Greg Whalin gwhalin at
Tue Nov 30 11:15:42 PST 2004

Evan Martin wrote:
> On Tue, Nov 30, 2004 at 11:17:10AM -0500, Greg Whalin wrote:
>>Gregory Block wrote:
>>>The only, the *only* thing I can think of to wish for is a better 
>>>performing GzipOutputStream, and that's mostly because I haven't gone 
>>>looking for either a faster compression stream in Java, or something 
>>>backed by hardware to do that compression, and that's just a 
>>>nice-to-have rather than a killer.
>>This is the one thing I would like as well!  I played around with the 
>>basic compression streams in java and the performance was horrible.  Our 
>>solution was probably not the most elegant.  As the client supports a 
>>threshold object size, below which, no compression is attempted, we just 
>>set this value fairly high (128K) and store only our largest object 
>>compressed.   Given a typical memcached server is fairly cheap, we just 
>>bought more hardware to run as servers.
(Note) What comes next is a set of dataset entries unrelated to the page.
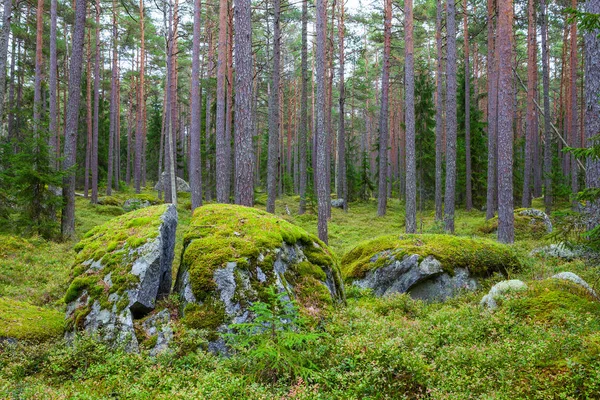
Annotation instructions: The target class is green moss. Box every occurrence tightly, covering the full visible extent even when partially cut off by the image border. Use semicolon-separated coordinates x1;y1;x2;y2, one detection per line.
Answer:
0;297;64;342
181;204;335;301
502;279;600;324
180;204;341;330
183;298;226;331
64;205;167;318
342;235;521;279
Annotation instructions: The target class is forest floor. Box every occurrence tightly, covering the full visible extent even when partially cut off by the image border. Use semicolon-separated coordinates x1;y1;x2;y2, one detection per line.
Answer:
0;191;600;399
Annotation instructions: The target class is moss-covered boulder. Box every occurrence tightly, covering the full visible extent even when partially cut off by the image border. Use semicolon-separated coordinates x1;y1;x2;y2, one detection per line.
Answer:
65;204;177;350
342;235;521;300
0;297;65;342
499;279;600;325
479;208;552;239
175;204;344;342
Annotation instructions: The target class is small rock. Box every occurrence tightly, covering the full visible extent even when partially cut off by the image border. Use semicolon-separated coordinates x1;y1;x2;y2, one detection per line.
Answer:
530;243;589;261
142;308;173;356
552;272;600;299
65;204;177;351
479;279;527;310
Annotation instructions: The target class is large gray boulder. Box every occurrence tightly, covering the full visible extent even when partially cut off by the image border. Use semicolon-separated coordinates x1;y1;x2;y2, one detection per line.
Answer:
65;204;177;351
154;171;192;193
479;279;527;310
174;204;344;351
552;272;600;299
342;235;520;301
353;252;478;300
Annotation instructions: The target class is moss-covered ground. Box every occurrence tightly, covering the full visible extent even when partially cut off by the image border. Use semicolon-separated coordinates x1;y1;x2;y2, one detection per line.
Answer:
0;192;600;399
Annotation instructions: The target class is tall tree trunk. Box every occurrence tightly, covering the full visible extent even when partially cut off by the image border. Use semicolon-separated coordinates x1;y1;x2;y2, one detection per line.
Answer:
163;0;177;204
83;31;94;199
49;0;59;169
496;0;515;243
463;0;473;211
133;0;146;193
225;6;235;192
444;0;456;233
216;0;230;203
377;0;392;217
189;0;202;212
204;23;215;201
485;0;498;219
33;0;44;137
583;0;600;229
106;0;119;196
337;0;348;211
521;0;537;207
569;0;581;209
6;10;20;138
61;0;86;239
435;0;444;222
404;0;417;233
90;3;102;204
314;0;330;243
0;0;11;126
298;0;314;215
234;0;254;207
540;0;552;214
267;0;281;213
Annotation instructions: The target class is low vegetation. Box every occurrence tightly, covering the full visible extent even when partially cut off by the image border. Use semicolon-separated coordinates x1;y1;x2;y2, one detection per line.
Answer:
0;194;600;399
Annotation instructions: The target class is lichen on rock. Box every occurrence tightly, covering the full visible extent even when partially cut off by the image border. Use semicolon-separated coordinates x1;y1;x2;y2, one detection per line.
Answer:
65;204;177;350
175;204;344;338
342;235;520;300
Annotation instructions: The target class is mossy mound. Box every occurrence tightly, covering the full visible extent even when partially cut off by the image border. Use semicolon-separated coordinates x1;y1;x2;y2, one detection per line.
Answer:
0;297;65;342
175;204;343;329
479;208;548;239
499;279;600;324
65;204;168;318
342;234;521;280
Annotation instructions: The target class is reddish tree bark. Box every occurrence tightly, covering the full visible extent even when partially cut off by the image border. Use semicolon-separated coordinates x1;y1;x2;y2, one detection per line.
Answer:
404;0;417;233
584;0;600;229
61;0;86;239
496;0;515;243
298;0;308;214
485;0;498;219
463;0;473;211
435;0;444;221
377;0;392;217
444;0;456;233
521;0;537;207
90;3;102;204
33;0;44;137
267;0;281;213
189;0;202;212
315;0;328;243
234;0;254;207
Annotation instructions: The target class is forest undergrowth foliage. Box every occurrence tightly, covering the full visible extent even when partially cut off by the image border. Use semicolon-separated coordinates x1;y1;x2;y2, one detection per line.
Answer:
0;194;600;399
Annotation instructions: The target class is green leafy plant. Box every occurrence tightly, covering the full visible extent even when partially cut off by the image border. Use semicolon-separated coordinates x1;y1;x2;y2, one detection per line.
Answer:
225;286;321;382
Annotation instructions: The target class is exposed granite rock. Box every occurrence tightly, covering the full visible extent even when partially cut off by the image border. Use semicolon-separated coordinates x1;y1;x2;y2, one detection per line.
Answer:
65;204;177;351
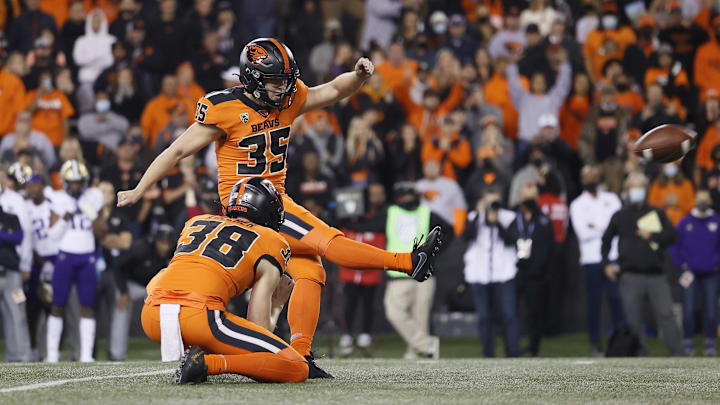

> Depending on your data, an alternative approach to squeezing more memory
> out of your memcached is using a tighter serialization format.  Not only
> does generic serialization have some overhead:
>   % perl -mStorable -e 'print Storable::freeze(\5)' | wc -c
>        14
>   % perl -mStorable -e 'print Storable::freeze([1,2])' | wc -c
>        22
> But also if you know the details of your data representation, you can
> use (for example) a single byte for small numbers.
> See, uh, get_userpic_info in

True. Though the default java serialization for most native object types 
is decent.  Seems only when you start serializing complex data 
structures that things get inefficient.  But yes, I agree that custom 
serialization can shrink things quite a bit.